As visible in Table 1, the results of the regression analyses indicate that moral values played a role in people’s judgments of both COVID-19 and non-COVID-19 victims; however, moral values consistently played a stronger role in judgments about victims of non-COVID-19 damage. Specifically, binding or individualizing values significantly predicting judgments in cases of non-COVID-19 victims 45% of the time (38/84 tests) and COVID-19 victims 21% of the time (9/42 tests).
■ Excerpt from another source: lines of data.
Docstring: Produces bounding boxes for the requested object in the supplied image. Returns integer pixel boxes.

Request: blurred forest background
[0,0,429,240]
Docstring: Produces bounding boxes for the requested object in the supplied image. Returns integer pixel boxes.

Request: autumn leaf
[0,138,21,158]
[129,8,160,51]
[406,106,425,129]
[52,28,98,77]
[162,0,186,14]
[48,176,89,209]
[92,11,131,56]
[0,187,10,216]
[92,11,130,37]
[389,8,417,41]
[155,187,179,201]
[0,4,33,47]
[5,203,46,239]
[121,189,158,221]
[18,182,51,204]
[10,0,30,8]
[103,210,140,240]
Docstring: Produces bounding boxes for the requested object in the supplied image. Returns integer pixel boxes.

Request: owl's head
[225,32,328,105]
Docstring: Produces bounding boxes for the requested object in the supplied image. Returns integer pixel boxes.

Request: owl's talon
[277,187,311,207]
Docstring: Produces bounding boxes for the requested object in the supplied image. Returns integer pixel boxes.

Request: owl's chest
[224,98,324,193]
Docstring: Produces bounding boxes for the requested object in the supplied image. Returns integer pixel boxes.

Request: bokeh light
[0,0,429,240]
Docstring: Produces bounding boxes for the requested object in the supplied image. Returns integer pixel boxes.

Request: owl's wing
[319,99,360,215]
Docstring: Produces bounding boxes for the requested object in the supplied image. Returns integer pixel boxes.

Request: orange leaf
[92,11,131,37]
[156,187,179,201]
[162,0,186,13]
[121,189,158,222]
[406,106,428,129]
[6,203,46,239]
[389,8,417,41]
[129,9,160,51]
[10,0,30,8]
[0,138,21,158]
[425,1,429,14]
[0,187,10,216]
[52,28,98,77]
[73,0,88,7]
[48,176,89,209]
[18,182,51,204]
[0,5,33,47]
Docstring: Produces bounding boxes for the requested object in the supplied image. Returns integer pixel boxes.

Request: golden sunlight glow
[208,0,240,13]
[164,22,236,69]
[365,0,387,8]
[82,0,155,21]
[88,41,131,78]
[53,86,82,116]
Averaging R2 change across all studies to estimate the variability accounted for by the predictors (Johnson & LeBreton, 2004; see Table 1), for non-COVID-19 victims, total R2 change accounted for by binding and individualizing values was: responsibility 1.9%, contamination 3.7%, injury 1.7%, risk 4.7%, and willingness to help 4.7%. For COVID-19 victims, total R2 change accounted for by binding and individualizing values was: responsibility 0.9%; contamination 2.9%, injury 2.1%, risk 1.8%, and willingness to help 1.6%.
Table 1.
Results of regression analyses of judgments of responsibility, contamination, injury, riskiness of helping, and willingness to help for COVID-19 and non-COVID-19 victims in Studies 1a-c and 2.
Note. Beta values represent coefficients with all variables modeled, in a two-step model with binding and individualizing values entered in step one, and demographics (politics, education, gender, and income) entered in step two. The top value in the R2 change columns represents the binding and individualizing values variables, the bottom value represents the change from the addition of the four variables: politics, education, gender, and income. Variance Inflation Factors were computed for each of the models reported in Table 1 and are consistently below 2.00, within acceptable range. For Study 2: Willingness to Help, the first column represents volunteering, the second column represents donation. Significant (p<.05) beta values and R2 change values indicated in bold.